Pseudoscalar and vector open-charm mesons at finite temperature
Glòria Montaña, À. Ramos, Laura Tolós, Juan M. Torres-Rincón
Abstract
Vacuum and thermal properties of pseudoscalar and vector charm mesons are analyzed within a self-consistent many-body approach, employing a chiral effective field theory that incorporates heavy-quark spin symmetry. Upon unitarization of the vacuum interaction amplitudes for the scattering of charm mesons off light mesons in a fully coupled-channel basis, new dynamically generated states are searched. The imaginary-time formalism is employed to extend the calculation to finite temperatures up to $T=150\text{ }\text{ }\mathrm{MeV}$. Medium-modified spectral shapes of the $D$, ${D}^{*}$, ${D}_{s}$, and ${D}_{s}^{*}$ mesons are provided.
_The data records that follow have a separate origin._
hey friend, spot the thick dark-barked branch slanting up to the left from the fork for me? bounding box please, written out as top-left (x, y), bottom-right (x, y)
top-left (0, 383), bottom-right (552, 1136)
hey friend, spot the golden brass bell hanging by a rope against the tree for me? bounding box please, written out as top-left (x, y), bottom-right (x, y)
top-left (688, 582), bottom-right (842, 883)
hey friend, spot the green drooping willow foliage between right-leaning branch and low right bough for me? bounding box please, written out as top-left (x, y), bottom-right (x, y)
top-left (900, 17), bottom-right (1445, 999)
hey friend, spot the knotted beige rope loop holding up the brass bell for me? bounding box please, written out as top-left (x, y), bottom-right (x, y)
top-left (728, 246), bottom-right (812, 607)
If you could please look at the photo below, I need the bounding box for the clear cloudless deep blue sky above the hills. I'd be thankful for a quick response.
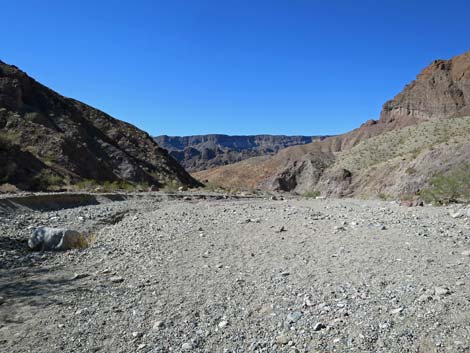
[0,0,470,135]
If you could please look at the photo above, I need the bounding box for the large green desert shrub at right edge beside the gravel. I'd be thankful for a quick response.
[421,163,470,205]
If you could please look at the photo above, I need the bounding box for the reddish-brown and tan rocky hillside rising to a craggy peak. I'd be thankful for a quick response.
[195,52,470,197]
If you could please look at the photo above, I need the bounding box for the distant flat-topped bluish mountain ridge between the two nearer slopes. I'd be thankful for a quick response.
[155,134,322,171]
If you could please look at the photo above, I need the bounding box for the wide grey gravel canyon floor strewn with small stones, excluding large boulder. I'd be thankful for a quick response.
[0,193,470,353]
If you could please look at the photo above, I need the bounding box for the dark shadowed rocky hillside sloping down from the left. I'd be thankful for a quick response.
[0,61,197,190]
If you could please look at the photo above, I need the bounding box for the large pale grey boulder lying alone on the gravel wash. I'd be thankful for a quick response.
[28,227,88,251]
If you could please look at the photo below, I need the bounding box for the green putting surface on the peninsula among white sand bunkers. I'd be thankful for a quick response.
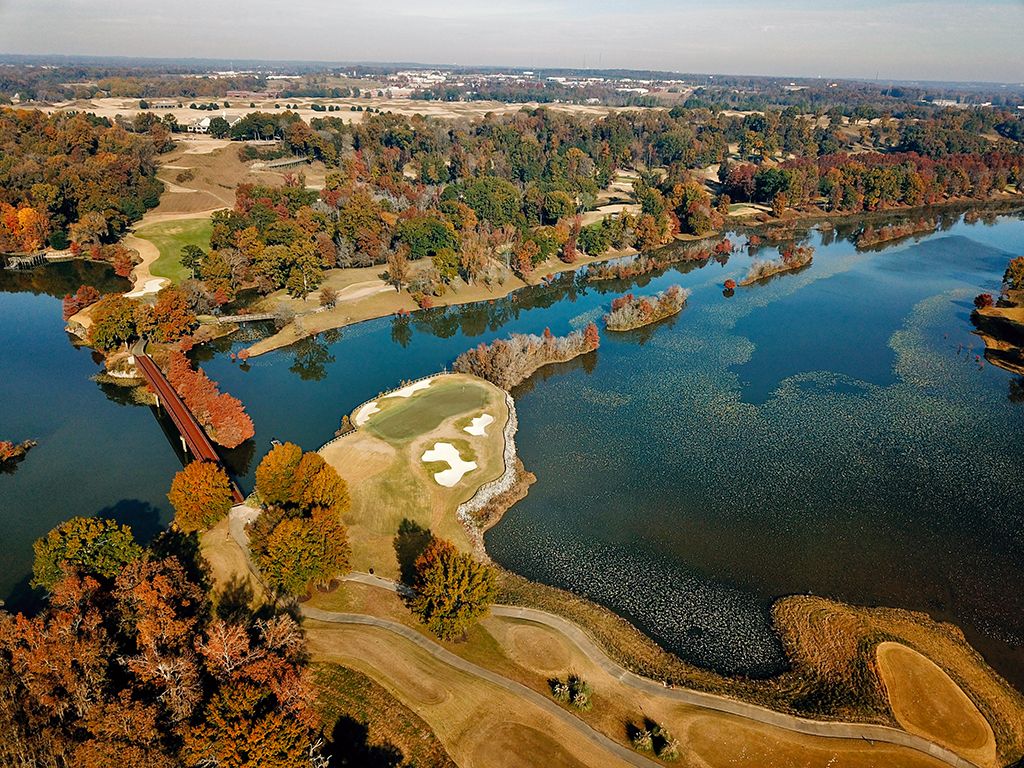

The temperature dependence of the masses and decay widths of the nonstrange ${D}_{0}^{*}(2300)$ and ${D}_{1}^{*}(2430)$ mesons, both showing a double-pole structure in the complex-energy plane, is also reported, as well as that of the ${D}_{s0}^{*}(2317)$ and ${D}_{s1}^{*}(2460)$ resonances and other states not yet identified experimentally. Being the first calculation incorporating open-charm vector mesons at finite temperature in a self-consistent fashion, it brings up the opportunity to discuss the medium effects on the open-charm sector under the perspective of chiral and heavy-quark spin symmetries.